C++ string literals

Question

why this code compiles?

std::string a = "test"
"a";

I know that " is ignored inside a string if \ is missing and this:

std::string a = "test""a";

will be the same as "testa" but why it compiles when I have space/tab/end of line inside it?

Answer 1

Whitespace ("space/tab/end of line", as you put it) between adjacent string literals is also ignored.

Since you want to know if this is standard, the C++ standard says:

2.1[lex.phases]/3

The source file is decomposed into preprocessing tokens (2.4) and sequences of white-space characters

2.1[lex.phases]/6

Adjacent ordinary string literal tokens are concatenated.

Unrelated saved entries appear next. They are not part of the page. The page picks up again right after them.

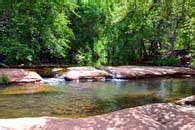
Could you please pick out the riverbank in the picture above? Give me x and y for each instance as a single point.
(154, 116)
(88, 73)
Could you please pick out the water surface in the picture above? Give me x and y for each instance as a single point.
(93, 98)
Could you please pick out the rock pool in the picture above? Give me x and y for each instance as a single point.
(82, 99)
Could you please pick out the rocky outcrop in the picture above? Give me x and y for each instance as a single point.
(85, 73)
(132, 72)
(124, 72)
(155, 116)
(21, 76)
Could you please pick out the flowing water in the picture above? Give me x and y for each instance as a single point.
(83, 99)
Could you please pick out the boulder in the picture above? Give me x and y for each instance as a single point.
(85, 73)
(21, 76)
(132, 72)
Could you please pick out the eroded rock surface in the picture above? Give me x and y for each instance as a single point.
(85, 73)
(21, 76)
(131, 72)
(149, 117)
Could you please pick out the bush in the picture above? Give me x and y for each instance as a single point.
(4, 79)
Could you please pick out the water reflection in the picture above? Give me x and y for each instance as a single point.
(93, 98)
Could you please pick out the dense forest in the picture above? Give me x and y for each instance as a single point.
(97, 32)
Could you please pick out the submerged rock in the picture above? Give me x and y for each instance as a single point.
(85, 73)
(132, 72)
(154, 116)
(21, 76)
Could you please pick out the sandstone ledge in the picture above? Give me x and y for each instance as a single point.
(154, 116)
(88, 73)
(132, 72)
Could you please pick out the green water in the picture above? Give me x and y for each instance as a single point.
(93, 98)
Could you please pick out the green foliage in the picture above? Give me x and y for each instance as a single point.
(94, 32)
(35, 29)
(4, 79)
(166, 62)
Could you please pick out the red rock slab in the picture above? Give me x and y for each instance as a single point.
(21, 75)
(129, 72)
(85, 73)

And white-space characters are defined in 2.4[lex.pptoken]/2 as

space, horizontal tab, new-line, vertical tab, and form-feed

Also, the example of such concatenation, provided in 2.13.4[lex.string]/3 involves space:

[Example:
"\xA" "B"
contains the two characters ’\xA’ and ’B’ after concatenation 

which shows that the meaning of "adjacent tokens" in this case includes "separated by space", and therefore, "separated by a sequence of white-space characters", which includes new-line as well.

Answer 2

It's by design so you can have

std::string a = "really"
                "long"
                "string literals"
                "spread over multiple lines";

Answer 3

White space is ignored - the semicolon ends your line.

Answer 4

Because the C++ grammar doesn't care about newlines, tabs or whitespace between tokens (as far as possible).

This is valid in much the same way that:

int a = 3 +
        5 +
        9;

is valid.

(Of course you often need some whitespace between tokens to set them apart, e.g. int a; rather than inta;. But as long as the distinction isn't required, the whitespace does not matter, e.g. 3 + 5 or 3+5.)

Answer 5

The compiler is smart enough to optimize this for you.

C++ ignores end of lines in statements - the semicolon determines when the statement is complete.